下午五点整,原州市委常委大院二号楼,市长办公室。
夕阳如血,斜斜地穿过厚重的窗帘缝隙,将整间宽敞气派的市长办公室切割成一道道阴暗交错的光影。
整栋市委大楼内死寂得可怕,往日里门庭若市、排队等候向市长汇报工作的各局委一把手,此刻早已跑得无影无踪,甚至连整条走廊里都听不到半点声响。
办公室中央,满地狼藉。
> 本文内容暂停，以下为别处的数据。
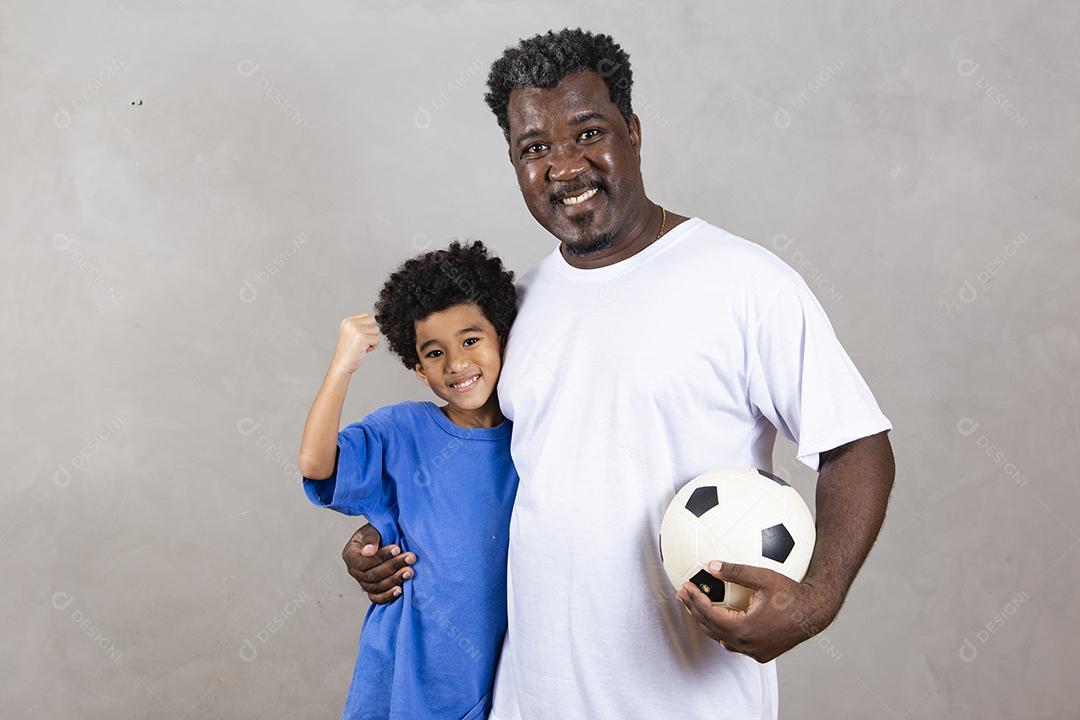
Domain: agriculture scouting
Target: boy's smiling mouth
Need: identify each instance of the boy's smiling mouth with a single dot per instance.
(466, 384)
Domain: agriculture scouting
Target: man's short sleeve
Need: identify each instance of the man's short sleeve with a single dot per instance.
(801, 379)
(359, 485)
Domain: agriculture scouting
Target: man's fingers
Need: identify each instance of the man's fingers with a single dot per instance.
(366, 540)
(367, 571)
(395, 580)
(721, 617)
(382, 598)
(368, 535)
(747, 575)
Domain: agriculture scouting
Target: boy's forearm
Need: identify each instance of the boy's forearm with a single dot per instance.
(319, 445)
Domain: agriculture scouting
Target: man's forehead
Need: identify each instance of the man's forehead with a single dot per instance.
(577, 93)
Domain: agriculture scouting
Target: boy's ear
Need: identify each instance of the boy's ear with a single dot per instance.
(420, 374)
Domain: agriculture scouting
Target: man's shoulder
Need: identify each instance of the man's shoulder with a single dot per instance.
(714, 249)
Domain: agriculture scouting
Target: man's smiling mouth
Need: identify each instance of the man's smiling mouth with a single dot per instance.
(464, 385)
(574, 200)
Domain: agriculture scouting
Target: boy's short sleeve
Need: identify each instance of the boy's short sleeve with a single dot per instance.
(359, 485)
(802, 380)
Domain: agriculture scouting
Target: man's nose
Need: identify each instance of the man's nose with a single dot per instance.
(566, 165)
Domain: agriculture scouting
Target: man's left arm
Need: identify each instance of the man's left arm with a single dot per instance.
(853, 486)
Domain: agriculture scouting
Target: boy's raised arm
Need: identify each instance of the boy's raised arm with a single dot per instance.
(358, 335)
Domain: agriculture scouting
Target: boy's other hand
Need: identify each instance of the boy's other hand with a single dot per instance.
(380, 571)
(358, 335)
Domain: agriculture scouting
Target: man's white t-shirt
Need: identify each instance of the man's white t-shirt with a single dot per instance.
(623, 383)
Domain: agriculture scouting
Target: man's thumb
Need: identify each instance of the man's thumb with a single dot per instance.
(369, 540)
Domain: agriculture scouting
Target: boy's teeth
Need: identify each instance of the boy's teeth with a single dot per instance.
(579, 199)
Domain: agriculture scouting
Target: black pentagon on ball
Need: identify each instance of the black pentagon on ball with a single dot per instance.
(711, 586)
(772, 477)
(777, 543)
(702, 500)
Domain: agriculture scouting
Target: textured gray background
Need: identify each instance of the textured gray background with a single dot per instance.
(193, 195)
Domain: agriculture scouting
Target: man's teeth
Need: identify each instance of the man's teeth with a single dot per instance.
(466, 383)
(580, 199)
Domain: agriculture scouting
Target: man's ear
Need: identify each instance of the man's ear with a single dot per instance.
(420, 374)
(634, 127)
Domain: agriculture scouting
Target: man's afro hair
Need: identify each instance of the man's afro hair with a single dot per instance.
(439, 280)
(544, 59)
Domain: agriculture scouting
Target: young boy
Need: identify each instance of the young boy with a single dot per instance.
(435, 480)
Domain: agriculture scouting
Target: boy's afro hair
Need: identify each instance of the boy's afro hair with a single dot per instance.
(542, 60)
(439, 280)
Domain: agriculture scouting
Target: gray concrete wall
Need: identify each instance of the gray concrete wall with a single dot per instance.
(194, 193)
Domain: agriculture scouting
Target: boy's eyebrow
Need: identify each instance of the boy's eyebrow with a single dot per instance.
(471, 328)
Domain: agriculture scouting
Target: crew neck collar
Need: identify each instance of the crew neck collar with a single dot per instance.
(607, 272)
(499, 432)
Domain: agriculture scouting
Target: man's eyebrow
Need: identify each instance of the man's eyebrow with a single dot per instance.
(585, 117)
(471, 328)
(527, 135)
(579, 119)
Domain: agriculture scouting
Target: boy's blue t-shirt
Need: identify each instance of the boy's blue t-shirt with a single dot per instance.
(445, 493)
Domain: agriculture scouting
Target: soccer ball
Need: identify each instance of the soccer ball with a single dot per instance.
(738, 515)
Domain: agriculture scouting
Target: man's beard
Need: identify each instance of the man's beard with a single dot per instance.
(590, 245)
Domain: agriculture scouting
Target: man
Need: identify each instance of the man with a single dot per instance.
(649, 348)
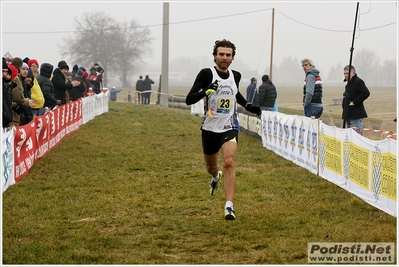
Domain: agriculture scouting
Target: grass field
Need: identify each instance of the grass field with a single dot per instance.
(381, 106)
(130, 187)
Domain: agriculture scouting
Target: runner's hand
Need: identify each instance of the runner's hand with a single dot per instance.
(211, 89)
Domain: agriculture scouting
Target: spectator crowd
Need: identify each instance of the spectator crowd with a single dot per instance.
(30, 89)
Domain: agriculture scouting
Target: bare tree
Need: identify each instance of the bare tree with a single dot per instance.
(117, 47)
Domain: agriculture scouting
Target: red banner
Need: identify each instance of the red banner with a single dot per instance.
(34, 140)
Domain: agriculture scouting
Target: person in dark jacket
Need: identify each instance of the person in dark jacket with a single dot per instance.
(312, 90)
(139, 89)
(47, 86)
(112, 93)
(77, 92)
(147, 87)
(267, 94)
(252, 93)
(356, 93)
(60, 83)
(6, 96)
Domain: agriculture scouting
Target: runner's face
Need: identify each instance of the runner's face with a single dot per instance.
(223, 58)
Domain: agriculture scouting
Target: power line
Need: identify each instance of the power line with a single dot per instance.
(211, 18)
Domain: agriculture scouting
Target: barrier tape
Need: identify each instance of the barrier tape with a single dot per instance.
(376, 131)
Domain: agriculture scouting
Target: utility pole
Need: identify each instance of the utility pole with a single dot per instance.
(346, 95)
(165, 57)
(271, 50)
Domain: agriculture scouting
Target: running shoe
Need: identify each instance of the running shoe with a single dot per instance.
(215, 185)
(229, 214)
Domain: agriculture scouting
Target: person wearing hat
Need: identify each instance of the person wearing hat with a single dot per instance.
(36, 94)
(85, 82)
(6, 97)
(34, 66)
(60, 83)
(112, 93)
(19, 101)
(47, 86)
(267, 94)
(252, 94)
(26, 114)
(312, 90)
(77, 92)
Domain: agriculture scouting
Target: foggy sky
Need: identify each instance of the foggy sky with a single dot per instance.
(321, 31)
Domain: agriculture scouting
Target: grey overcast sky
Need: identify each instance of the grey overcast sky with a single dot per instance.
(321, 31)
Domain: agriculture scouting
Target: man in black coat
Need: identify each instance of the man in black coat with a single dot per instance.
(47, 86)
(60, 84)
(356, 92)
(267, 94)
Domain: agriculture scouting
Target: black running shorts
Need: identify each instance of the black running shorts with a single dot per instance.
(212, 142)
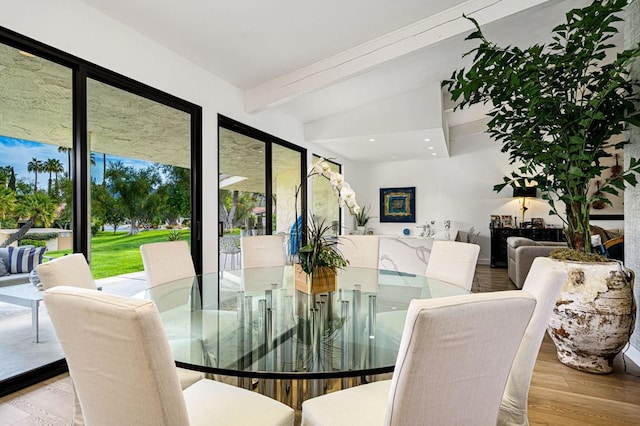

昂贵的羊毛地毯上散落着碎裂的紫砂茶杯瓷片、几盒被踩扁的古巴雪茄以及被撕碎的常委会议案草稿。
原州市长马宗明正双手死死抓着那部不记名的加密卫星电话,整个人僵在宽大的红木办公桌前,额头上豆大的冷汗不断渗出,顺着他蜡黄松弛的脸颊疯狂滑落,浸湿了洁白的高档衬衫领口。
他已经连续拨打了整整三十多次省城常务副省长陆国华的私人专线电话,但听筒里传来的,自始至终只有冰冷刺耳且毫无感情的系统提示音:
“对不起,您所拨打的电话已关机……”
“陆国华……你这条老狐狸!你竟然在这个时候关机断联?!”马宗明嘴唇剧烈颤抖着,喉咙里发出如同濒死野兽般沙哑粗重的喘息,眼神中充满了无尽的狂怒与绝望。
马宗明瘫坐在冰冷的真皮转椅上,眼前的办公桌仿佛变成了一座巨大的审判台。
他看着墙上挂着的那幅由西陇省著名书法家题写的“清风明月”牌匾,嘴角露出一抹极度讽刺与惨淡的苦笑。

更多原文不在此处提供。